CRISPR-Cas9 Screen Identifies DYRK1A as a Target for Radiotherapy Sensitization in Pancreatic Cancer

Simple Summary Pancreatic cancer is the fourth leading cause of cancer-related death in Western countries. Although several therapeutic strategies have been developed for pancreatic cancer, radiation therapy has not yet yielded satisfactory results. Unraveling the mechanism of radioresistance in pancreatic cancer and developing new therapeutic targets has become a major challenge. Therefore, we applied kinome-wide CRISPR-Cas9 loss-of-function screening combined with the 3D cell culture method and identified DYRK1A as a sensitive target for radiotherapy. Additionally, we confirmed that DYRK1A-targeted inhibitors could enhance the efficacy of radiotherapy. Our results further support the use of CRISPR-Cas9 screening to identify novel therapeutic targets and develop new strategies to enhance radiotherapy efficacy in pancreatic cancer. Although radiation therapy has recently made great advances in cancer treatment, the majority of patients diagnosed with pancreatic cancer (PC) cannot achieve satisfactory outcomes due to intrinsic and acquired radioresistance. Identifying the molecular mechanisms that impair the efficacy of radiotherapy and targeting these pathways are essential to improve the radiation response of PC patients. Our goal is to identify sensitive targets for pancreatic cancer radiotherapy (RT) using the kinome-wide CRISPR-Cas9 loss-of-function screen and enhance the therapeutic effect through the development and application of targeted inhibitors combined with radiotherapy. We transduced pancreatic cancer cells with a protein kinase library; 2D and 3D library cells were irradiated daily with a single dose of up to 2 Gy for 4 weeks for a total of 40 Gy using an X-ray generator. Sufficient DNA was collected for next-generation deep sequencing to identify candidate genes. In this study, we identified several cell cycle checkpoint kinases and DNA damage related kinases in 2D- and 3D-cultivated cells, including DYRK1A, whose loss of function sensitizes cells to radiotherapy.
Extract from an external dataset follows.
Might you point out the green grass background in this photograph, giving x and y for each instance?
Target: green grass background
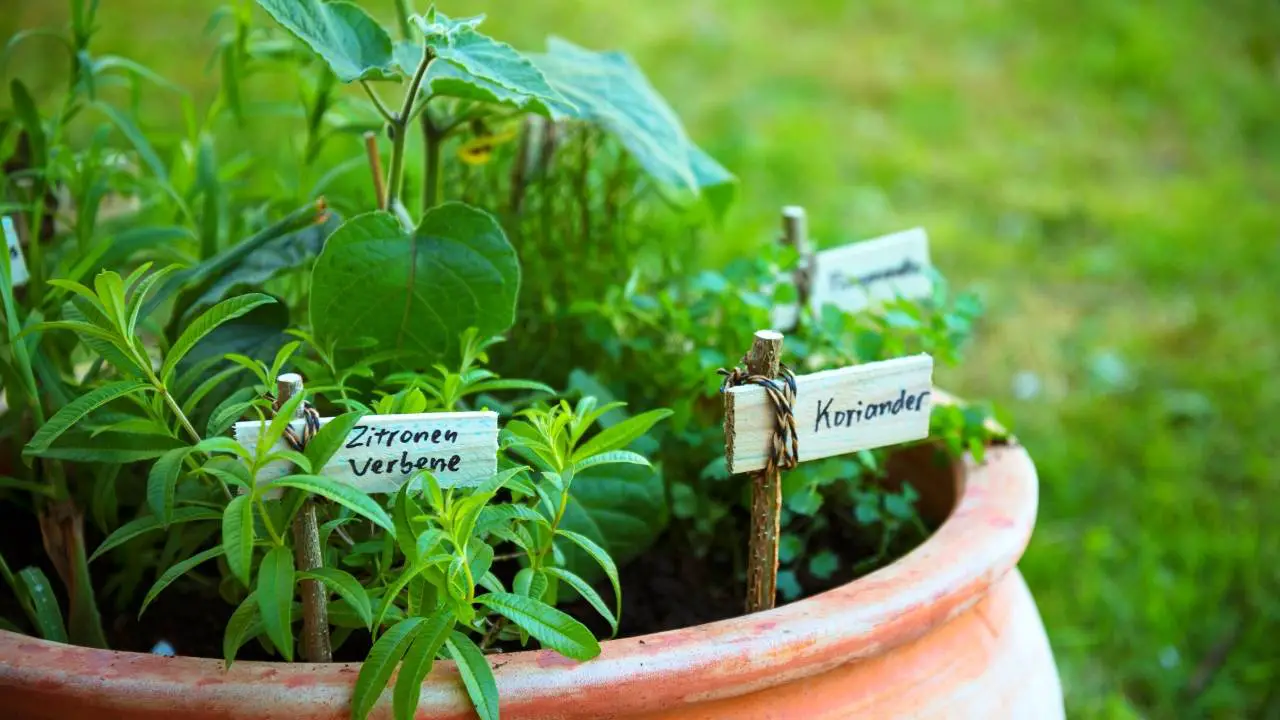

Additionally, we demonstrated that the harmine-targeted suppression of DYRK1A used in conjunction with radiotherapy increases DNA double-strand breaks (DSBs) and impairs homologous repair (HR), resulting in more cancer cell death. Our results support the use of CRISPR-Cas9 screening to identify new therapeutic targets, develop radiosensitizers, and provide novel strategies for overcoming the tolerance of pancreatic cancer to radiotherapy.